The summer of 1914 found Windlesham in a gay mood. Conan Doyle's younger brother, Innes, was back from America; Kingsley, his eldest son by his first marriage, was there too. With other relations, they were all welcomed, and the younger children, after bed time, creeping down the staircase which was lined with illustrations from Sherlock Holmes and The Lost World, would hear the gay voices from the dining room where the distinguished guests sat round the famous old table which had come to Doyle from his grandfather, and round which had sat so many famous people in the old days. Truly its tradition was being most nobly upheld.

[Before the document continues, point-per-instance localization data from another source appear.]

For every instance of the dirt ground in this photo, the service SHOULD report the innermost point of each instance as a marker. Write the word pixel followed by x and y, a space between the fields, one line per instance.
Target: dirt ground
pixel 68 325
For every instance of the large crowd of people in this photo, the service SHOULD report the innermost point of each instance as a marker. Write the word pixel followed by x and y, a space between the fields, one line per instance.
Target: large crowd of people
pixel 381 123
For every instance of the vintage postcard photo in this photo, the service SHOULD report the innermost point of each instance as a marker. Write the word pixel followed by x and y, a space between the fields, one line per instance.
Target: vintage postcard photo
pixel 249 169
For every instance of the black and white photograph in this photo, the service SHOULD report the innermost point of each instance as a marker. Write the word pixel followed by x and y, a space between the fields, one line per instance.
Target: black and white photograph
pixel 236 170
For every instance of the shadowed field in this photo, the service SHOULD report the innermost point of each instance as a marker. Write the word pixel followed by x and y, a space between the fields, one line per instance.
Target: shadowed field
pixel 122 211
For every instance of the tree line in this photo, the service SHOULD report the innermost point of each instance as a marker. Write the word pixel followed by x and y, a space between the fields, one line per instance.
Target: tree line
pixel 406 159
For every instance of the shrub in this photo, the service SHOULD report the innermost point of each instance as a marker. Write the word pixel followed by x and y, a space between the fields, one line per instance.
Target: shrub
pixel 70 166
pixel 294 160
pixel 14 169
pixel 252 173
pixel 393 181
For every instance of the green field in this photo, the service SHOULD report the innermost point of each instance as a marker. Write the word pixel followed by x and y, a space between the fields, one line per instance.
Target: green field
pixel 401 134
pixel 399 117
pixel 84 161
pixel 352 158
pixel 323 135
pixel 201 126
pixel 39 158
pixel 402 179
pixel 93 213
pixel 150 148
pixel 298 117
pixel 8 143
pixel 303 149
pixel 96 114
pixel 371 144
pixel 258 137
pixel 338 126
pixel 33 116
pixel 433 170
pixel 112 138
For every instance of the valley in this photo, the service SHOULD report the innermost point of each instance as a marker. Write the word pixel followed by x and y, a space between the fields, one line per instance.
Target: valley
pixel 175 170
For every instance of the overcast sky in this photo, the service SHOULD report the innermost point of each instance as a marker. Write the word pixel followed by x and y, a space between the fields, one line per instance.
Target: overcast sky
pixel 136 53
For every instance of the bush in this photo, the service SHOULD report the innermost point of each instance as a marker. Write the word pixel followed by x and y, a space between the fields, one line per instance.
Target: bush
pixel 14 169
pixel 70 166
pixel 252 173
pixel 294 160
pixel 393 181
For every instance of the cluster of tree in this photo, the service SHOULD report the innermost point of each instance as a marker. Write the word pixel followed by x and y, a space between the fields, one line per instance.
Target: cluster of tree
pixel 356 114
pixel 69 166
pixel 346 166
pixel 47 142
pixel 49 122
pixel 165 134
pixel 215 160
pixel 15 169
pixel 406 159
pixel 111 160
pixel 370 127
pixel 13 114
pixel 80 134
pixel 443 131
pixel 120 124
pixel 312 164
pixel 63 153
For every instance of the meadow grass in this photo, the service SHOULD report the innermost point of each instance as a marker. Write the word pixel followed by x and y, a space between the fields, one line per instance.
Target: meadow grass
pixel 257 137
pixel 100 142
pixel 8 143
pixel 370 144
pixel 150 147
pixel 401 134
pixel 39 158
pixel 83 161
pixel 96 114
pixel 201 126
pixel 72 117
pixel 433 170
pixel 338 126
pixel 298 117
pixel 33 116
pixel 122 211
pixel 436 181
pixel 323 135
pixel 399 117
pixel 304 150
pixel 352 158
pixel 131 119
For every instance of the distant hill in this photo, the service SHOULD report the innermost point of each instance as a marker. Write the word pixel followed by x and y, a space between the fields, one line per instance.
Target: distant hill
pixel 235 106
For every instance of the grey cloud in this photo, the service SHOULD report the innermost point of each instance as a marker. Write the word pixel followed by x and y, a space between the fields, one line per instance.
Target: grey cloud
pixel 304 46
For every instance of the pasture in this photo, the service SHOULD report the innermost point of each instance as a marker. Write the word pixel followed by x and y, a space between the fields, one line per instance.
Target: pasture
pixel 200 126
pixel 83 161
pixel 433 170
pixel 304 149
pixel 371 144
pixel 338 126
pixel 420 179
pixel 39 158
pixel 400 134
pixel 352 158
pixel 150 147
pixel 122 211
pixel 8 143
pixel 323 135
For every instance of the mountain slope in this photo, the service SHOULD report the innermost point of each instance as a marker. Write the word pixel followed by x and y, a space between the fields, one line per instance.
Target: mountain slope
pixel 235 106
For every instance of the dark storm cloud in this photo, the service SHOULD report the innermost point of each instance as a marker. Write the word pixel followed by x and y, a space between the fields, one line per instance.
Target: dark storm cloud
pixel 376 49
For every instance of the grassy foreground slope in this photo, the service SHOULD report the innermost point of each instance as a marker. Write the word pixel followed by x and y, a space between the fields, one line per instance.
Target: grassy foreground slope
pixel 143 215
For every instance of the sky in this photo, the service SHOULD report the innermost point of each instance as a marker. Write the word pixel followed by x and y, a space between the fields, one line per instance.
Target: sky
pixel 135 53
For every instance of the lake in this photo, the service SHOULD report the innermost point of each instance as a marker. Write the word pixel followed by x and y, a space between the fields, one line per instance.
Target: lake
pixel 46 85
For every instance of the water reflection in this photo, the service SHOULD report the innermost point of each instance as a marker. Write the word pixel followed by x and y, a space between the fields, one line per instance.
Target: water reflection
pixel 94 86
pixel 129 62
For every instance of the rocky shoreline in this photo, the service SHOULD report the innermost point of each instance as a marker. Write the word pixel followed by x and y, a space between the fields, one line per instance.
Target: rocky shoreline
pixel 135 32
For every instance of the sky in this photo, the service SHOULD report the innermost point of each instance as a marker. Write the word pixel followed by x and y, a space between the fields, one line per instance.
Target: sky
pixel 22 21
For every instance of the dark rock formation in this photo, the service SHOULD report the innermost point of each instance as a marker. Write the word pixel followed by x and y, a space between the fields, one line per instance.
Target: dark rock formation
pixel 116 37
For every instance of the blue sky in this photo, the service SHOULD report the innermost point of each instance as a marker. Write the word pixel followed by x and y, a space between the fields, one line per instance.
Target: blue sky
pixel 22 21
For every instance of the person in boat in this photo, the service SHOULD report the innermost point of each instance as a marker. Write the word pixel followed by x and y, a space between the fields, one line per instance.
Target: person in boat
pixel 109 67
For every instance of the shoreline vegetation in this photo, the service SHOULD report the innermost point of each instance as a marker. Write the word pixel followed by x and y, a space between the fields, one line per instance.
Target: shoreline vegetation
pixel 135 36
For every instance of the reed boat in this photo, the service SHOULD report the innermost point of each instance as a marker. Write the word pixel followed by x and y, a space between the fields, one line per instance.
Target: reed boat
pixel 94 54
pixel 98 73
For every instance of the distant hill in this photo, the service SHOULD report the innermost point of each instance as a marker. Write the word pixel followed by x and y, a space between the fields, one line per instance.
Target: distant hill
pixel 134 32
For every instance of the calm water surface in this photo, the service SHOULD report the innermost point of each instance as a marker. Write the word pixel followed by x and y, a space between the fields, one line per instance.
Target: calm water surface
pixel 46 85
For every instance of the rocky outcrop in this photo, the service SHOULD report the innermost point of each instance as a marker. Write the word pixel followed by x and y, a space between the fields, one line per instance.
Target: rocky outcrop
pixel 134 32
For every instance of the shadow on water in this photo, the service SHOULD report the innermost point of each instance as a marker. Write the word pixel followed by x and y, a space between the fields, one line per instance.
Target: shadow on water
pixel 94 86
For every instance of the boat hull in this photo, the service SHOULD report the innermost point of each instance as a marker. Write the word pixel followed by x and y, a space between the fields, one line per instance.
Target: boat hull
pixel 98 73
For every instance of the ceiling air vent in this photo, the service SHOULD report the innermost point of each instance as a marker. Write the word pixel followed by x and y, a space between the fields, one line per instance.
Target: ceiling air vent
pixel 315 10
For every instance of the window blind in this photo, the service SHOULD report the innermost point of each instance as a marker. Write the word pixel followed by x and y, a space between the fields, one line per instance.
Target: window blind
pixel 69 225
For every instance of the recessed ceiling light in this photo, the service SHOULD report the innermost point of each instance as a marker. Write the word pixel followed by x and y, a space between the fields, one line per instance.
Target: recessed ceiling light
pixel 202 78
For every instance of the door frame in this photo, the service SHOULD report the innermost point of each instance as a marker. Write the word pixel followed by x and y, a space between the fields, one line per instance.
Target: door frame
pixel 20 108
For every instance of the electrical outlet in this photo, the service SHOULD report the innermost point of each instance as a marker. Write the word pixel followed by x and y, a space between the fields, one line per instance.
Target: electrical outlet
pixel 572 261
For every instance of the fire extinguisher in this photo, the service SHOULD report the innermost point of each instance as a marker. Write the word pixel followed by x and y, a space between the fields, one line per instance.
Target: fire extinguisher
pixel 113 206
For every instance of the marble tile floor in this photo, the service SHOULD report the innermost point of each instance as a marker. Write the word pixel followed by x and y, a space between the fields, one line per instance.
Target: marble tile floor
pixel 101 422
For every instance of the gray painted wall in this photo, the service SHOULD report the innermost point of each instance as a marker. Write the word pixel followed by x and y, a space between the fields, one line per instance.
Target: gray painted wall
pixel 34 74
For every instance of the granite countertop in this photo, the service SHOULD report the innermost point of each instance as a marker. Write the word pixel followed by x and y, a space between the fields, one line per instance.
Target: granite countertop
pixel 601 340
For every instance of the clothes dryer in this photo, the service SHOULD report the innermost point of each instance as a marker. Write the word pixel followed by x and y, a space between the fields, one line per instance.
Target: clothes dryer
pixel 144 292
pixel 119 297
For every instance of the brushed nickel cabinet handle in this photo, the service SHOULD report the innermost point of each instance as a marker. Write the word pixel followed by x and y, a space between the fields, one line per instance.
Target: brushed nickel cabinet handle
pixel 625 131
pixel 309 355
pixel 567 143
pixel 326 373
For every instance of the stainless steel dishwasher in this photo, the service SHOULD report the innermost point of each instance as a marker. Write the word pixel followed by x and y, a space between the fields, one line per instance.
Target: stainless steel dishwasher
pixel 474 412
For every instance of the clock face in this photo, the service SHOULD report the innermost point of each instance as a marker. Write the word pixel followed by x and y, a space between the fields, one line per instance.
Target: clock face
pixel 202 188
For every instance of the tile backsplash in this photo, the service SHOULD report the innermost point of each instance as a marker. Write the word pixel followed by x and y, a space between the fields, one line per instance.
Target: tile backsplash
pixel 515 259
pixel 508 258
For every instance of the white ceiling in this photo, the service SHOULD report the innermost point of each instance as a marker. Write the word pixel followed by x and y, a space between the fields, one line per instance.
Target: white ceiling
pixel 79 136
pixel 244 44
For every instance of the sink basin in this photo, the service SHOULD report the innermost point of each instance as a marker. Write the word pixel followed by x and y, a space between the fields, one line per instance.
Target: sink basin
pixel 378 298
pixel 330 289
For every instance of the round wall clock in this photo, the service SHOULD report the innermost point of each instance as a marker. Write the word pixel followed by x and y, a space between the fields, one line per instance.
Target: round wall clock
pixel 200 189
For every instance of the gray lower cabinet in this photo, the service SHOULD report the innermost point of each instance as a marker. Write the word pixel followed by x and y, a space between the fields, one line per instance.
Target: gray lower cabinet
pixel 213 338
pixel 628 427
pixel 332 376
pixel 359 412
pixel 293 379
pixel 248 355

The shadow of war had not yet touched them, but when it did, and the threat became plain, Conan Doyle formed what was the first Volunteer Reserve Company in England. Training with them, he slept in a bell tent on the Sussex Downs with his Battalion and listened to the faint but unmistakable throb of the guns from across the Channel. It was the beginning of the anxiety which was to last for four years of nightmare.

The study at Windlesham must have been the scene of much of Conan Doyle's struggle towards his final faith, which had lasted for thirty years. That he emerged triumphant is world knowledge. Once convinced, he worked for spiritualism with his usual thoroughness and zest until his health broke down. He fought with courage and endurance for something in which he believed. No man can do more.

Finally, he died peacefully in the home in which he had lived since 1907 and loved so much, and in which they had all been so happy. He was buried in a corner of his beloved garden in the grave designed by his wife, and in 1940 he was joined by her. There they rested together.

Until recently, the house has been occupied by staff from the Foreign Office, but now that the house is to be sold, the grave which for so long has been a shrine for spiritualists has been moved. But whatever the future fate of Windlesham, it must always remain a home of happy memories and a house of national interest.